I’m afraid I’m not very familiar with S3 replication so I can’t give a full, working example. However, based on the example you shared I think you could extend what I wrote in my previous comment to include running the put-bucket-replication CLI command by adding a null_resource resource like this:

resource "null_resource" "s3_replication" {
  for_each = aws_s3_bucket.mybucket

  triggers = {
    # The provisioner command must re-run
    # whenever the rules are changed.
    config = local_file.example.content
    config_file = local_file.experiment.filename
  }

  provisioner "local-exec" {
    command = "sleep 5 && aws s3api put-bucket-replication --bucket=${each.value.bucket} --replication-configuration=file://${self.triggers.config_file}"
  }
}

The other thing I see in your new example is that you have two aws_s3_bucket resources because each one belongs to a different provider configuration.
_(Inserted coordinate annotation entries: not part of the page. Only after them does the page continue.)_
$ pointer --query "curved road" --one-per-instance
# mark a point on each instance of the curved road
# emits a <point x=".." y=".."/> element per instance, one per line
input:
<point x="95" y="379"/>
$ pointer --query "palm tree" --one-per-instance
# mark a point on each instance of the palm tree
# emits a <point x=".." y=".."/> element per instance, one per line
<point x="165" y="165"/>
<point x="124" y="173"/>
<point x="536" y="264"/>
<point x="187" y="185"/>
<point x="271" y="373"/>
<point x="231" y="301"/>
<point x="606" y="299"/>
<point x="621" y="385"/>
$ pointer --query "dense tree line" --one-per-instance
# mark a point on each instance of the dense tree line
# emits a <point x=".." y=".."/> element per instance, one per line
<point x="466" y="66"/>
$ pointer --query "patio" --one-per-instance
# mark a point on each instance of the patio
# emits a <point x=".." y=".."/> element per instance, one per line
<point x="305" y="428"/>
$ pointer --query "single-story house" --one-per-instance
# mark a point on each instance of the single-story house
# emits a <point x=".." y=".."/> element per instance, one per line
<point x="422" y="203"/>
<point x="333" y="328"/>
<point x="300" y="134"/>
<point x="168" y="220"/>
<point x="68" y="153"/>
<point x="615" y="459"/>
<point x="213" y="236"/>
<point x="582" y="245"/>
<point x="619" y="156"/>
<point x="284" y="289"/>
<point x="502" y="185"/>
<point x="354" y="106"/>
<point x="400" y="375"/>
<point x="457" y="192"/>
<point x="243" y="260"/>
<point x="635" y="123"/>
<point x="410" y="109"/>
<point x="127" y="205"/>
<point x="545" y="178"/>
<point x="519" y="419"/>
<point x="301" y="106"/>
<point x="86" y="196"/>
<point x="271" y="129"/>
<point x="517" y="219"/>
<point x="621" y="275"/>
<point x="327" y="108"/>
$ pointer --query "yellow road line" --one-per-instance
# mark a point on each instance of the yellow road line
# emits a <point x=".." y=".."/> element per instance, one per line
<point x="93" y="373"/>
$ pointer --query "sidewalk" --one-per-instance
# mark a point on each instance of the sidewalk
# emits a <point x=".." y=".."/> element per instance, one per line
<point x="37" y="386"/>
Again, I’m not at all familiar with S3 replication so I’m not sure what the requirements are, but if you need to run the aws s3api put-bucket-replication command for all of the mybucket1 instances and all of the dr_bucket instances then you can collect them all together into a single map like this:

locals {
  all_buckets = merge(
    { for k, b in aws_s3_bucket.mybucket1 : "${k}:primary" => b },
    { for k, b in aws_s3_bucket.dr_bucket : "${k}:replica" => b },
  )
}

The above declares a value local.all_buckets which includes both the primary and replica buckets. You could then use local.all_buckets in the for_each of another resource to create one instance of it per bucket across both types of bucket. For example, to run the AWS CLI command for all buckets:

resource "null_resource" "s3_replication" {
  for_each = local.all_buckets

  # ... and then the rest, unchanged
}

Unfortunately I can’t give a more specific or complete example than these with my lacking knowledge of this API. Hopefully someone else reading the forum who has more familiarity with S3 replication may be able to help with more specifics using the above as a starting point.